Description
Describe the bug
In the case of multiple target outputs, sklearn.metrics.mean_squared_error
documentation stated that it returns "an array of floating point values, one for each individual target" but doesn't behave like so. Instead, it is considering multiple target outputs as a matrix.
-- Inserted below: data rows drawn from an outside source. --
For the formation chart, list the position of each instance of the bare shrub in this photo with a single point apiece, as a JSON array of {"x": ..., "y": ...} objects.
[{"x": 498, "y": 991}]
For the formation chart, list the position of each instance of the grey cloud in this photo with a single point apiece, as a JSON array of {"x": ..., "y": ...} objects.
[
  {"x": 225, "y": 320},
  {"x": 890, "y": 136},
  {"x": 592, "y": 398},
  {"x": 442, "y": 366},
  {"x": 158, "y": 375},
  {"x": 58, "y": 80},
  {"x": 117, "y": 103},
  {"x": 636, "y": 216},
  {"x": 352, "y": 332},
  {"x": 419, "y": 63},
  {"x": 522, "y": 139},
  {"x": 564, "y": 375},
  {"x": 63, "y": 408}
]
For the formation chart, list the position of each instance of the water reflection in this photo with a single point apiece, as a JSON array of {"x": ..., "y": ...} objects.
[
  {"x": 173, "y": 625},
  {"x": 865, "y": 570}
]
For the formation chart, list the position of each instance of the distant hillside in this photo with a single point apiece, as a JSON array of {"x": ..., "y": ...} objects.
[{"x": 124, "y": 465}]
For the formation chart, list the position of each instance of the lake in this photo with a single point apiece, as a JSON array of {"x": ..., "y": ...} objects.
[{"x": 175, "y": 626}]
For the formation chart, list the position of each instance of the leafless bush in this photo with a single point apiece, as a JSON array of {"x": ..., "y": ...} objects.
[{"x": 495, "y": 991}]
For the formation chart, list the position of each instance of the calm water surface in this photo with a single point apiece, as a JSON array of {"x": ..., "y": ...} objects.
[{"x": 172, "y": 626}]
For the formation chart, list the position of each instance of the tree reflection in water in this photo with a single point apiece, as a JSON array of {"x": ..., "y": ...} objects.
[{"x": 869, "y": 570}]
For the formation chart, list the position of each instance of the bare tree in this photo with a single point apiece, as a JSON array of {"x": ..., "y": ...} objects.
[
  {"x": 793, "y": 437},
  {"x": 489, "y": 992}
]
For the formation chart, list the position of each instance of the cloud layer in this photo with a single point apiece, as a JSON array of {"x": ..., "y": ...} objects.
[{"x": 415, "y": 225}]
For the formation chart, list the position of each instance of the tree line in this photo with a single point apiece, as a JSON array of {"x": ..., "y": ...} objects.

Bug take effect only when squared=False
(thanks to linearity of the mse).
Suggested fix
- Go with
np.sqrt
early. - Then no need for the if statements at returns
def mean_squared_error(y_true, y_pred,
sample_weight=None,
multioutput='uniform_average',
squared=True):
y_type, y_true, y_pred, multioutput = _check_reg_targets(
y_true, y_pred, multioutput)
check_consistent_length(y_true, y_pred, sample_weight)
output_errors = np.average((y_true - y_pred) ** 2, axis=0,
weights=sample_weight)
if not squared: #! line added
output_errors = np.sqrt(output_errors) #! line added
if isinstance(multioutput, str):
if multioutput == 'raw_values':
return output_errors #! line changed
elif multioutput == 'uniform_average':
# pass None as weights to np.average: uniform mean
multioutput = None
#! line removed
return np.average(output_errors, weights=multioutput) #! line changed
Steps/Code to reproduce
Note : using np.sqrt
and not squared=False
because of Issue 16313 fixed in #16323 but not yet available on my installation.
import numpy as np
from sklearn.metrics import mean_squared_error
# Uniform average
print(np.average(np.sqrt(mean_squared_error(y_true, y_pred, multioutput='raw_values'))))
print(mean_squared_error(y_true, y_pred, squared=False, multioutput='uniform_average'))
# Weighted average
print(np.average(np.sqrt(mean_squared_error(y_true, y_pred, multioutput='raw_values')),
weights=[0.3, 0.7]))
print(mean_squared_error(y_true, y_pred, squared=False, multioutput=[0.3, 0.7]))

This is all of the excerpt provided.